Галина Петровна направилась к кушетке, чтобы убрать испачканные кровлю
простыни, и обомлела: на столе в столбе солнечного света ослепительно
сверкала горка больших золотых монет с изображением косого "изломанного
креста в замкнутом круге.
А Федор Васильевич в это время рассказывал ротмистру Маландину о
событиях в Бересте - об убийстве работника-алтайца, о целом возе винтовок,
привезенных старшим Лапердиным из Бийска, о бандитской группе Винтяя
Лапердина, о беспокойстве алтайского населения окрестных деревень в связи с
этим.
- Факты и логика говорят то, господин ротмистр, что стычка с алтайцами
еще до начала молений в долине Теренг была спровоцирована русскими! Алтайцы
вынуждены были прибегнуть к самообороне, чтобы остаться в живых!

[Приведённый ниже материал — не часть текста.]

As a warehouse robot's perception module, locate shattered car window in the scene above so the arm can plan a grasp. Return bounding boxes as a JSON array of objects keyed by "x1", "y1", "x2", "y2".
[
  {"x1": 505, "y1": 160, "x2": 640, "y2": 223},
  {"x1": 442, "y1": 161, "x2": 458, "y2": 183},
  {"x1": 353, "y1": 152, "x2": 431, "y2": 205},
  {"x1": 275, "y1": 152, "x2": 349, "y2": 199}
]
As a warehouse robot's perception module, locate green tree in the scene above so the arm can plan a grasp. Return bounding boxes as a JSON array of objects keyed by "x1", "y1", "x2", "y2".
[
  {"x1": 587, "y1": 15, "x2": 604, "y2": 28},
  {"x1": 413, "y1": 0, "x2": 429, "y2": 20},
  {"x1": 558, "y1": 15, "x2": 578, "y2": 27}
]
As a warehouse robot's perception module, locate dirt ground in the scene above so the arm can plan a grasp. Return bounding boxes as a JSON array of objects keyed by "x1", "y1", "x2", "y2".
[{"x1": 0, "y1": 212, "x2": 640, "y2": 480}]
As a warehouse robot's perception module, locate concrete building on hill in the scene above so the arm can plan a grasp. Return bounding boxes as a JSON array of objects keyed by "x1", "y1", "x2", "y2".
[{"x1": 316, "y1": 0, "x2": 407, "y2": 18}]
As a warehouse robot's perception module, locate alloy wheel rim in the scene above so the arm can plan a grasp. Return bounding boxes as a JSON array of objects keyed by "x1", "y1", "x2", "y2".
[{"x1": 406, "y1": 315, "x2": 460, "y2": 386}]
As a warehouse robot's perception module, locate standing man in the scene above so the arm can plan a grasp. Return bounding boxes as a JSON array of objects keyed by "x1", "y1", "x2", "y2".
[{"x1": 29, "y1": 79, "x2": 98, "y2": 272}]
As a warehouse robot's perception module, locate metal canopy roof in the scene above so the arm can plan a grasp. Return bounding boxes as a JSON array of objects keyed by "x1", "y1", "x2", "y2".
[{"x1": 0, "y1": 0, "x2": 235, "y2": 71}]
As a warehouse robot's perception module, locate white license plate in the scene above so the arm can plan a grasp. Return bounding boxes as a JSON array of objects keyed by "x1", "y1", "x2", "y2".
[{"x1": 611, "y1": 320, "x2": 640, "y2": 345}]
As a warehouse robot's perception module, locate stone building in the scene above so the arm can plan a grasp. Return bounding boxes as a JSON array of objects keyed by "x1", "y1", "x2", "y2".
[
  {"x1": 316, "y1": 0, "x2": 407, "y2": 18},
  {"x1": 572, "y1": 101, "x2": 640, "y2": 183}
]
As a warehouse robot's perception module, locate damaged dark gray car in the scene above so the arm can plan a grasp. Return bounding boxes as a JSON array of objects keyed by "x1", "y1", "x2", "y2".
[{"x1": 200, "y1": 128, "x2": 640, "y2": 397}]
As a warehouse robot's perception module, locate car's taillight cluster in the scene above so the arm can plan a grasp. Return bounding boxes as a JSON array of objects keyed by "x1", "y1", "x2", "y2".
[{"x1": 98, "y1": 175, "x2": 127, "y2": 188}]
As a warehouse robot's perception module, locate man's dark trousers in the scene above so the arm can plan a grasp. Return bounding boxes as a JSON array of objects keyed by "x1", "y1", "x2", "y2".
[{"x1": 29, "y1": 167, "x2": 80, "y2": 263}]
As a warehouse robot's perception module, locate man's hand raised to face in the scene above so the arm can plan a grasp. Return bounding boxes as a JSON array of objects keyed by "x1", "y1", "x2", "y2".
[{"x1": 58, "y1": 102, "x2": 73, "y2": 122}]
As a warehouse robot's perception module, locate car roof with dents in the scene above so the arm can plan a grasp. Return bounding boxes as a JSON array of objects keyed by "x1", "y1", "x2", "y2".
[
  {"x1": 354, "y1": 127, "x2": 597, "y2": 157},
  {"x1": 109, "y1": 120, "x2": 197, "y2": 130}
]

Маландин хмыкнул: все рассказанное доктором не было для него
убедительным. Скорее, русские вынуждены были защищаться от алтайцев -
убийство священника, организация поджога дома одного из Лапердиных, трупы
двух русских кержаков, найденные по дороге в Бересту... Лапердины обязаны
были как-то охранять себя и свое хозяйство!
- Вы предвзято подходите к семье Лапердиных вообще и к самообороне
русских от алтайцев в частности! - ротмистр щелкнул массивным портсигаром,
ловко бросил в рот папиросу. Скорее правы не вы, а берестянский священник:
убийства русских были организованы активистами бурханистского движения в
канун решающей схватки... Да и простая арифметика не в вашу пользу: алтаец
был убит один и то за дело, а русских - трое... Нет, господин доктор, ваша
любовь к инородцам не объективна, а субъективна!